Mi faccio male per stare meglio

L'autolesionista è un po’ come un pittore di se stesso: non dipinge il suo dolore sulla tela, ma che preferisce mostrarlo suo stesso corpo, per poi provare sollievo

Mi faccio male per stare meglio

Il cutting (tagliarsi con lamette, coltelli, forbici) e altri comportamenti (bruciarsi con le sigarette, battere la testa contro i muri, graffiarsi, tirarsi i capelli) sono azioni messe in atto dagli adolescenti e dai giovani di età compresa tra i 11 e i 25 anni che deliberatamente si fanno male per superare disagi che provano.

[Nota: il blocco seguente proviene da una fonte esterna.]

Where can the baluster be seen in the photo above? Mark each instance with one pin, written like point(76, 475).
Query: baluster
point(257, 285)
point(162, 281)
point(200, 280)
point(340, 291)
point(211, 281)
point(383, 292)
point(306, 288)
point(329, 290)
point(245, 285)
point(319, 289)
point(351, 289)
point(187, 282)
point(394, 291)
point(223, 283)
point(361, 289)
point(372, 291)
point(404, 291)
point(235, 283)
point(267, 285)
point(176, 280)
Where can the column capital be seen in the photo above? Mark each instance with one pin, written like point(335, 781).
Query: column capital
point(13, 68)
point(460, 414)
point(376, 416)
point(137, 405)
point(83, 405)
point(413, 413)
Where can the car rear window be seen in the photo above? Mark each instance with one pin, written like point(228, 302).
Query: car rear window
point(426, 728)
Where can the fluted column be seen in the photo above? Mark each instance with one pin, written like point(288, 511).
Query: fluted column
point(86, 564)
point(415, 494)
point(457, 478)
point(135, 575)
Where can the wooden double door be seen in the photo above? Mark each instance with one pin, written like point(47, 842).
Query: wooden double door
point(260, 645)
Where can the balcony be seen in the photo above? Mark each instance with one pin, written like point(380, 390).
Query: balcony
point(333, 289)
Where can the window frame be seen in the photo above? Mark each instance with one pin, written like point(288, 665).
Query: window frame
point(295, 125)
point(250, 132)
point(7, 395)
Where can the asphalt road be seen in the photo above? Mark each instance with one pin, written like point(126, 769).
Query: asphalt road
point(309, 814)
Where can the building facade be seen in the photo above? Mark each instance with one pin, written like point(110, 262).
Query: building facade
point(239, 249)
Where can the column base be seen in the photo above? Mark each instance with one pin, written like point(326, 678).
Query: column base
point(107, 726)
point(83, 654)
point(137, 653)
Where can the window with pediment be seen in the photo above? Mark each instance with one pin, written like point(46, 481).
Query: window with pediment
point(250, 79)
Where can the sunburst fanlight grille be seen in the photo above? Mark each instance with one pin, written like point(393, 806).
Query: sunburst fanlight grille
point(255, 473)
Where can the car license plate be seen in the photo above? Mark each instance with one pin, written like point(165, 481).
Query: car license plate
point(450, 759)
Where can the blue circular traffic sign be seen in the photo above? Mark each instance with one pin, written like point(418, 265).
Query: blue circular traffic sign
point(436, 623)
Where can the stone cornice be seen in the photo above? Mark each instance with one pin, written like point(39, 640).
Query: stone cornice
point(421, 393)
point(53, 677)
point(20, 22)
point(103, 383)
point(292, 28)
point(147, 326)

Alcune stime ipotizzano che il 10% degli adolescenti tra i 13 e i 16 anni, dunque oltre duecentomila adolescenti, lo fanno. Sono comportamenti messi in atto sia dalle ragazze che dai ragazzi, ma con una maggiore incidenza tra le ragazze. Nel 70% dei casi si tratta di un fenomeni legati all'età e alle difficoltà del periodo adolescenziale, ma nel 30% dei casi si rischia la cronicizzazione. Negli ultimi anni, poi, con la grande diffusione dei social, siti di condivisione e blog, il fenomeno di emulazione è cresciuto del 30% e solo una minima parte dei ragazzi chiede aiuto.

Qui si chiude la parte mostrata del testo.